Dans les tribunaux de juridiction criminelle pour adultes, les causes impliquant des infractions contre l’administration de la justice et contre les biens prennent le moins de temps à régler

Les causes impliquant des infractions contre l’administration de la justice (p. ex. manquement aux conditions de la probation, défaut de comparaître, illégalement en liberté) et contre les biens (p. ex. fraude, vol, introduction par effraction) ont la plus courte durée médiane, laquelle a d’ailleurs généralement raccourci au fil du temps. La durée médiane de traitement des causes comportant des infractions contre l’administration de la justice est passée de 78 jours en 2005-2006 à 73 jours en 2014-2015, une diminution de 6 %. De même, les infractions contre les biens étaient complétées en un nombre médian de 111 jours en 2005-2006, contre 104 jours en 2014-2015, une diminution de 6 %.

Dans les tribunaux de juridiction criminelle pour adultes, la durée de traitement des causes est la plus longue au Québec et la plus courte à l’Île-du-Prince-Édouard

C’est au Québec que la durée médiane de traitement des causes était la plus longue : elle est passée de 182 jours en 2005-2006, à 239 jours en 2014-2015, une hausse de 31 %. La Nouvelle-Écosse arrive au deuxième rang, avec une hausse de 30 % (durée médiane de 125 jours en 2005-2006, par rapport à 163 jours en 2014-2015). Le Manitoba suit avec une durée médiane de 121 jours en 2005-2006, qui est passée à 151 jours en 2014-2015, une hausse de 25 %.

Le traitement des causes est particulièrement rapide à l’Île-du-Prince-Édouard, bien que la durée médiane soit passée de 33 jours en 2005-2006 à 47 jours en 2014-2015, une hausse de 42 %. Les Territoires du Nord-Ouest affichent la deuxième plus courte durée, avec une durée médiane de 61 jours en 2013-2014, ce qui représente néanmoins une hausse de 165 % par rapport aux 23 jours nécessaires pour régler les causes en 2005-2006.

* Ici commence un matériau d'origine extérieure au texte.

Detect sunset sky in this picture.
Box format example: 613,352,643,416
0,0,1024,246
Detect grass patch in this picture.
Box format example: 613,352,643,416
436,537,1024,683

Les données révèlent que la représentation juridique a une incidence sur la durée de traitement des causes

Les données de l’étude sur l’efficacité du système de justiceNote de bas de la page 6 indiquent que la représentation juridique a une incidence sur la durée de traitement des causes : les causes dans lesquelles la représentation juridique a été intermittente nécessitaient, en moyenne,Note de bas de la page 7 de 298 jours pour être réglées; les causes ayant une représentation juridique tout au long du procès étaient réglées dans un délai de 160 jours, en moyenne; et celles sans représentation juridique étaient réglées en 189 jours, en moyenne.